In June, I went through Legal Aide and file for divorce. They told me that the quickest way to get it over with was to do it uncontested with the standard possession order. They also advised me not to report the abuse, unless I could prove it. I had no reports or physical evidence so I lied to the judge when he asked me if there was any family violence. I said no. That was a huge mistake.

The divorce was final in Oct 2004 with me being obligated to hand my 4 year old over to this abusive man.

In November 2004 my daughter comes home from a visit with her dad to her grandmothers house with hickies on her neck. When questioned they told me that it was from her putting a curling iron cord around her neck. Though this didn’t make sense to me, I had nothing else to go on. (I have pictures of her neck) A few months later, my daughter brought it up out of the blue. She told me that her female cousin who is 6 years older than her “had sucked on her neck, and told her to pretend like they were having XEX.” She said she had fondled her and done other things. I confronted my ex-husband only to have my 5-year-old accused of lying.

Since the divorce, our daughter has seen porn on his computer during his time with her. She has told me of things she has seen that no 5 year old should even know exists.

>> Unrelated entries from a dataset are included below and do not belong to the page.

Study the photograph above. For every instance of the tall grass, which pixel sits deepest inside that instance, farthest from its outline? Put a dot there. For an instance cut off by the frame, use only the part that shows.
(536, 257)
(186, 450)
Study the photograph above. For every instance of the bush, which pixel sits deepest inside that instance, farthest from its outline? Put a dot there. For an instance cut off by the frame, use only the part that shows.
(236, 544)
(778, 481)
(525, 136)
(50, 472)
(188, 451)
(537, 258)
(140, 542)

In May 2006, I hired an attorney to help me limit his time with her and limit the amount of time around that cousin. $35K later I was only able to get his time reduced. When a psychological evaluation and a probe into his life/business was initiated, he quickly wanted to settle and signed off on a much limited custody arrangement. We had an agreement that he would keep her away from that cousin. Since then, he has letter her spend the night with the cousin on several occasions. He also continues to make his living off of porn.

It has been two years since our modification of custody. It has been a constant battle with him to keep my daughters life normal. I’ve had her in counseling to try to help her sort out all of the mess he has created only for him to intervene. He put up a fight and didn’t want to sign the consent form. He showed up at every session and would get her all upset. She wouldn’t talk to the counselor because he would prep her every time. He would tell her to be careful what she said, because she might make it to where she couldn’t see him anymore. She began fighting me about going, so the counselor felt it was best to back off for a while.

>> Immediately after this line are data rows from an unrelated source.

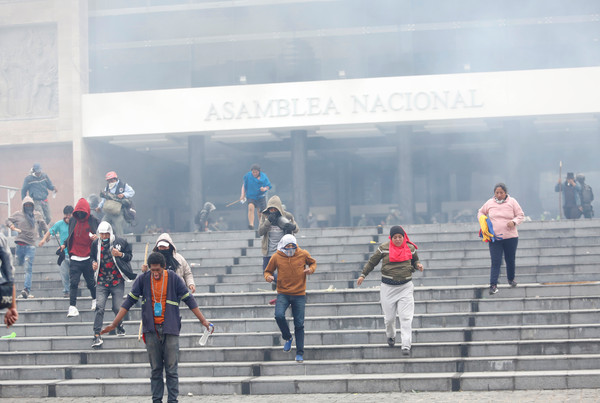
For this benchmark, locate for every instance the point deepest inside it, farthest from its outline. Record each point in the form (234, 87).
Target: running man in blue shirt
(255, 187)
(62, 229)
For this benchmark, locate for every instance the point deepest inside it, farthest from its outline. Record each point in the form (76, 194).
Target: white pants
(398, 299)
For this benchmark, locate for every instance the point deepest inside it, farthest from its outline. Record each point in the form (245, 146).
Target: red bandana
(401, 253)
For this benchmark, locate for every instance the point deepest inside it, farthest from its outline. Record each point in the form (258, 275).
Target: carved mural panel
(28, 72)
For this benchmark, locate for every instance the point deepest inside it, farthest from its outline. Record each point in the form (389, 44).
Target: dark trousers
(116, 291)
(76, 269)
(508, 248)
(163, 353)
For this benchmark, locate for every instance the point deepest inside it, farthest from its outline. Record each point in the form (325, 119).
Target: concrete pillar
(196, 157)
(404, 189)
(343, 189)
(299, 176)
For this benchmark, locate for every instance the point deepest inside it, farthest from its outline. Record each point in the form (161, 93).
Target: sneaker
(288, 345)
(73, 311)
(97, 341)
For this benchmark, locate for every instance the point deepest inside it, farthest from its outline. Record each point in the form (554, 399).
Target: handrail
(10, 193)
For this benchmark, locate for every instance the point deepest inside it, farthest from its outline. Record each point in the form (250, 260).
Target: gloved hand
(273, 217)
(288, 228)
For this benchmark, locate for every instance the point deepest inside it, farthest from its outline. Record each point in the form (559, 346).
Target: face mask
(289, 252)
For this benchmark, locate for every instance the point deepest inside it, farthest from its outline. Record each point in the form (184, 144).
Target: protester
(586, 195)
(399, 260)
(37, 183)
(160, 292)
(254, 189)
(24, 222)
(61, 228)
(290, 263)
(82, 232)
(116, 202)
(173, 260)
(571, 191)
(504, 213)
(275, 222)
(8, 290)
(111, 257)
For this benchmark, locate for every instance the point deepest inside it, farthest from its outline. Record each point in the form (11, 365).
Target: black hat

Now she is getting older and wants to participate in sports and after school activities. He once again is trying to intervene. He doesn’t want to take her to anything that is during his time with her. Which means she will miss out on everything. He calls her and gives her guilt trips about what is more important, him or the stupid activity she loves. It’s not fair for her to have to choose. There is so much more to the story, but I am at a loss of what to do. Co-parenting is not possible with him. It’s not in her best interest for me to have to comply with his selfish demands.

Come to find out… there are several underage girls that he was involved with before me.. I’m really scared that he has a problem that might end up with her getting abused.

I don’t even know where to start. Please help me.
:confused:
 


Isis1

Senior Member
Now she is getting older and wants to participate in sports and after school activities. He once again is trying to intervene. He doesn’t want to take her to anything that is during his time with her. Which means she will miss out on everything. He calls her and gives her guilt trips about what is more important, him or the stupid activity she loves. It’s not fair for her to have to choose. There is so much more to the story, but I am at a loss of what to do. Co-parenting is not possible with him. It’s not in her best interest for me to have to comply with his selfish demands.
i'm only going to comment on this portion. dad is right. you have no business enrolling your daughter in ANYTHING that conflicts with dad's time. you are making promises to your daughter you are not bound by court order to keep. that's is bad co-parenting.